Danke jfromdabay, genau so hats funktioniert...!!!


----------



## Zeench (21. September 2009)

Also an Alle nochmal. 
Mit Windows 7 funktioniert es wirklich nicht. Maus geht noch aber das Charging Dock bekommt man nicht in den bootloader Modus mit Win7. 
Unter Vista 32bit ging es wunderbar.


----------



## Barney Stinson (21. September 2009)

Das ist nicht richtig.
Ich hab das Firmware Update gestern mit Win7 x64 gemacht und es hat funktioniert, wie jfromdabay es beschrieben hat!


----------



## Zeench (23. September 2009)

Auch die Dockingstation?
Also bei mir ging es so überhaupt nicht, habe mich da 30min dran versucht ging nicht.
Denn für die Dockingstation hat er auch manuell den Bootloader nicht erkannt...
Unter vista gings dann in 2min...


----------



## GW-Player (27. September 2009)

Hat irgendwer schon positive Auswirkungen von den Firmwareupdates bemerkt?


----------



## Barney Stinson (18. November 2009)

Ich hab eben gerade das neuste Update gemacht, mir kommt es vor, als wenn die Maus direkter wäre.
kann mich aber durchaus täuschen!


----------



## Ecle (19. November 2009)

Meine Razer Deathadder ist auch mal beim Firmware Update eingefroren.
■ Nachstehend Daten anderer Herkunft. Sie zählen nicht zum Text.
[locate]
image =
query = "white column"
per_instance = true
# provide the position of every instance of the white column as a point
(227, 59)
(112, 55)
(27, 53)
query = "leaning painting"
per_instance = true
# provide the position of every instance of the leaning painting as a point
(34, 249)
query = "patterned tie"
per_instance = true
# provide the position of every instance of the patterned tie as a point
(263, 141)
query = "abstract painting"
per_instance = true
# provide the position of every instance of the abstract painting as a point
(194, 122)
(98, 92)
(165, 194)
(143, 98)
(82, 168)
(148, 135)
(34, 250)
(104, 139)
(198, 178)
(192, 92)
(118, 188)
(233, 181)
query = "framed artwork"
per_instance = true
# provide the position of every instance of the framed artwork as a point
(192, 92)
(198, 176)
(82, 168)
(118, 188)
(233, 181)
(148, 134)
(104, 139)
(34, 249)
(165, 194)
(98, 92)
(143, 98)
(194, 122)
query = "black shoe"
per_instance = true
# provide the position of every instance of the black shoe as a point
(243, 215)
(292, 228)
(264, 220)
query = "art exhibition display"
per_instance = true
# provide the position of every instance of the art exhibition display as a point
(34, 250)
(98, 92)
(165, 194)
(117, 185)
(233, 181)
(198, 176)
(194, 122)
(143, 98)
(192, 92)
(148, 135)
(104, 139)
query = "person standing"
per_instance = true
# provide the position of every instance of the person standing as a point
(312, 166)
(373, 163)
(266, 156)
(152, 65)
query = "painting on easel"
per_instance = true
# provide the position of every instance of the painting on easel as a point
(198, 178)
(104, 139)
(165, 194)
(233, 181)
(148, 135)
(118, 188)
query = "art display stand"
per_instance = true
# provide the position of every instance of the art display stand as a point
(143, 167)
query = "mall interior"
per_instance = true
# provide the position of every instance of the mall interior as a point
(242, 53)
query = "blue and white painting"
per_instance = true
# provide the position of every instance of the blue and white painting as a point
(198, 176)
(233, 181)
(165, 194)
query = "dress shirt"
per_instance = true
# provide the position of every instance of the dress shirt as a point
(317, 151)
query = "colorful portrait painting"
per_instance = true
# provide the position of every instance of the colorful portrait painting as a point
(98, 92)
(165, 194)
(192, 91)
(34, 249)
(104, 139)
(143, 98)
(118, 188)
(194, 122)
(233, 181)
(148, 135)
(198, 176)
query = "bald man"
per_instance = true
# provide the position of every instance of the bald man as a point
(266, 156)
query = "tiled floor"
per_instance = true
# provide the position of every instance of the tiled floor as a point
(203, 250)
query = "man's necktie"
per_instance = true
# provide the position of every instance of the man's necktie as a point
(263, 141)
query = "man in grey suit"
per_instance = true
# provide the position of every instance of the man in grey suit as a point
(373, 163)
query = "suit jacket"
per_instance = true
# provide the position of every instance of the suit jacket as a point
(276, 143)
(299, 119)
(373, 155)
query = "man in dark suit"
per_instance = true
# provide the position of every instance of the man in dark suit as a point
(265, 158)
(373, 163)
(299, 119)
Ließ sich nix mehr machen. Hab zurückgeschickt und dann ne neue Revision bekommen. Damit ging dann auch das Firmware Update.


----------



## Leonelf (6. März 2011)

Zeench schrieb:


> Mit Windows 7 funktioniert es wirklich nicht. Maus geht noch aber das Charging Dock bekommt man nicht in den bootloader Modus mit Win7.



Unter Win 7 x64 muss man es bei Charging Doch wie bei der Maus machen: Beim einstecken des USB Kabels den Pairing Button drücken, dann geht's!


----------